There’s so much uncertainty flying around in the world with trade wars remain unresolved; the US Fed though has hinted at pausing on rate hikes for now, the political noise within the US still unsettling with the longest Government shut down in history till date.
Tap Sovereign Gold Bonds to diversify your portfolio
The nascent inflation which was desired for a while in the western world was trimmed down with the continuous rate hikes which made it benign now and is threatening the little green shoots of growth in the US.
The other major economies like Japan and the European Union are in turmoil. The latter is also struggling its own unity with the UK moving out of the block by the end of this quarter. The growth of other major powerhouse of Europe, Germany is also fraught with the global imbalances.
The US central bank is in a hurry to offload the assets (quantitative tightening) it has accumulated during the financial meltdown; both exercises are unprecedented.
The US dollar which rallied strong since the election of the current President (with a slew of corporate tax incentives, etc) has started to peter down in the second half of last year.

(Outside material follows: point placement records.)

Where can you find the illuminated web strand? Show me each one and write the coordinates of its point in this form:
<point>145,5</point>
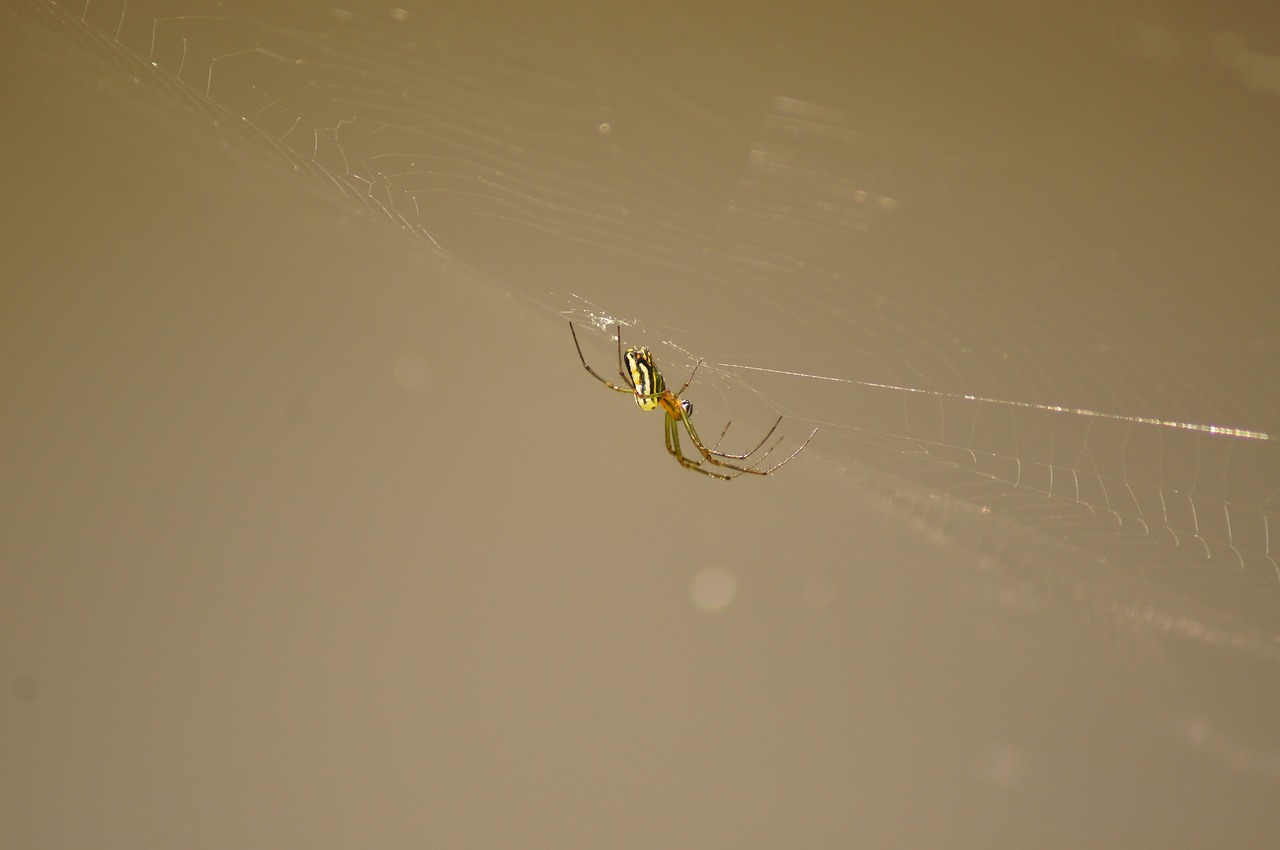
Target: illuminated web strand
<point>1219,430</point>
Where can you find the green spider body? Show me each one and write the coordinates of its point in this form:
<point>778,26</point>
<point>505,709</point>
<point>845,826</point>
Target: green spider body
<point>645,383</point>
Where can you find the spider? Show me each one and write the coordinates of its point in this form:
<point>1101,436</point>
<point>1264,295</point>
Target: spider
<point>643,380</point>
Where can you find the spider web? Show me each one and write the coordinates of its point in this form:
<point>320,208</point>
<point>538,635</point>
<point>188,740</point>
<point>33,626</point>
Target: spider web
<point>880,275</point>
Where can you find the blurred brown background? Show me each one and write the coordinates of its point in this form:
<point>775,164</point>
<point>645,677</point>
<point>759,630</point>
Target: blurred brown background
<point>315,534</point>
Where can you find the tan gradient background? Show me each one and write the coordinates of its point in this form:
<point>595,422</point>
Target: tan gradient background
<point>315,535</point>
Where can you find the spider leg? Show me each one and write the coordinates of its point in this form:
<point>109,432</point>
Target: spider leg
<point>595,374</point>
<point>754,469</point>
<point>672,434</point>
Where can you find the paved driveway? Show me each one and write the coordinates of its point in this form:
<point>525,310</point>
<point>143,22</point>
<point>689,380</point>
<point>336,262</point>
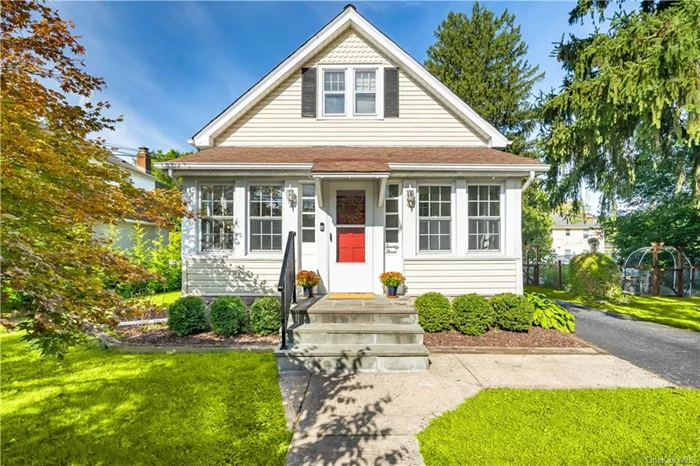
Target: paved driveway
<point>670,352</point>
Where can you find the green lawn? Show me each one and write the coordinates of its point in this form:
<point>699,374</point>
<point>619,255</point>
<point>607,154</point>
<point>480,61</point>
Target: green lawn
<point>676,312</point>
<point>103,408</point>
<point>573,427</point>
<point>161,299</point>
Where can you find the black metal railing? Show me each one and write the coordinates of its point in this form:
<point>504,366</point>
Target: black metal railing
<point>287,284</point>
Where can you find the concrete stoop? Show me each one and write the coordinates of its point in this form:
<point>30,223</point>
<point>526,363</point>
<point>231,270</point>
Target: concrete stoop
<point>349,336</point>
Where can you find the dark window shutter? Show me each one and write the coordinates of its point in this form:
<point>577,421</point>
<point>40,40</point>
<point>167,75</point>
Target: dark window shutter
<point>308,92</point>
<point>391,92</point>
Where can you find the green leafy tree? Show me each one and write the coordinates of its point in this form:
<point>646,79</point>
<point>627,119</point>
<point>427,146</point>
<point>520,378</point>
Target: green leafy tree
<point>57,185</point>
<point>482,59</point>
<point>629,103</point>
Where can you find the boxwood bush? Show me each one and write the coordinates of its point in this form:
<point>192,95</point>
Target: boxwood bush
<point>595,277</point>
<point>187,316</point>
<point>548,314</point>
<point>266,316</point>
<point>227,316</point>
<point>434,312</point>
<point>473,315</point>
<point>512,311</point>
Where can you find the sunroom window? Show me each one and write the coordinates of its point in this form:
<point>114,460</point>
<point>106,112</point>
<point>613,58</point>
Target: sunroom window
<point>434,218</point>
<point>265,218</point>
<point>365,92</point>
<point>216,217</point>
<point>484,214</point>
<point>334,92</point>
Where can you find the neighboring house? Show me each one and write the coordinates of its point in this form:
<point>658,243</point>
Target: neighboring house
<point>376,165</point>
<point>123,232</point>
<point>571,237</point>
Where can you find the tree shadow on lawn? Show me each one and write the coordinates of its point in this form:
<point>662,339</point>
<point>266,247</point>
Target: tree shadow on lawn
<point>336,426</point>
<point>98,407</point>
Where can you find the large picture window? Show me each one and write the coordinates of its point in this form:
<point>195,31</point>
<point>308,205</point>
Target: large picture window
<point>216,217</point>
<point>365,92</point>
<point>334,92</point>
<point>308,213</point>
<point>265,216</point>
<point>484,214</point>
<point>434,218</point>
<point>391,224</point>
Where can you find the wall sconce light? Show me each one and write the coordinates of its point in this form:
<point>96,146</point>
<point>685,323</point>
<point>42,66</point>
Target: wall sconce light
<point>291,197</point>
<point>411,198</point>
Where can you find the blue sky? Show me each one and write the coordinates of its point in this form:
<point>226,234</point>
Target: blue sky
<point>172,66</point>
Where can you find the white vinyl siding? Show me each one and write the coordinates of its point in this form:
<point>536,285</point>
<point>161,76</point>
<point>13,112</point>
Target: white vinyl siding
<point>204,276</point>
<point>454,277</point>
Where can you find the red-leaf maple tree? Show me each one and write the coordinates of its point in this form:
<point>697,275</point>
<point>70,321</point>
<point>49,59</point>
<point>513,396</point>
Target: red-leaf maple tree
<point>57,185</point>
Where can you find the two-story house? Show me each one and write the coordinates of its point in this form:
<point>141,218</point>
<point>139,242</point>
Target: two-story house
<point>375,164</point>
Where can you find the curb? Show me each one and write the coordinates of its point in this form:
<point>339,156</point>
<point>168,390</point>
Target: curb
<point>510,350</point>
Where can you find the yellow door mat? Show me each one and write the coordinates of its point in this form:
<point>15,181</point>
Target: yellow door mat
<point>350,296</point>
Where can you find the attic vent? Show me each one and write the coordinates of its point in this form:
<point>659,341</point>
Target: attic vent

The EU after the tamper tantrums is also inching towards tightening by next year. The tariff wars which started with an initial set of threats have reached a crescendo with a negative impact on the overall global trade.
With this backdrop, the riskier assets like equities have taken a hit with an increased volatility in the past few months and has created jitters in the investors’ minds.
Although, these situations remained all through the past year, 2018; the interest in the safe metal, Gold, has begun only in the last quarter as the US dollar began to weaken.
As a result, the investments into the global Gold ETFs (Exchange Traded Funds) have seen an upsurge in the coinciding days. This year, most analysts and experts also view that it would be beneficial to add a portion of the portfolio into Gold to not only bring stability to portfolio but also to make gains of this exposure.
Indian households which horde gold in the form of jewellery is the largest source of consumption of the imported gold into India.
Indian Government whose current account (difference of imports and exports) imbalance is largely accrued to the crude and gold imports has taken steps to control the deficits by introducing Sovereign Gold Bonds.
These bonds offer simple and seamless ownership of gold in paper or demat form. This thus excludes the physical possession and safety from the otherwise physical storage; hence no making charges, GST, etc.
The tenor or tenure of these bonds is for a period of 8 years with an exit option from fifth year onwards, the call (exit) option should be exercised on the interest payment dates only.
These bonds could be invested by individuals, HUFs (Hindu Undivided Family), Trusts, Universities and other charitable institutions. These bonds are denominated in units of one gram of gold and multiples thereof with a minimum permissible investment of 1gm of gold.
The maximum limit for subscription is 4 kg for individuals and HUFs while it’s 20 kg for trusts and other institutions. These bonds come with an interest of 2.5 per cent payable semi-annually.
The tax treatment of the interest earned on these bonds is considered as per the capital gains. There is no capital gains tax upon redemption, but an indexation benefit is provided for investors trading these bonds. These bonds could be used as collateral for loans.
The other important feature of these bonds is the transferability which are treated at par with that of provisions of the Government Securities Act.
These bonds are tradable on the stock exchanges within the fortnight of the issuance date. As a robust portfolio in the medium to long term one could use these bonds as a good diversification tool.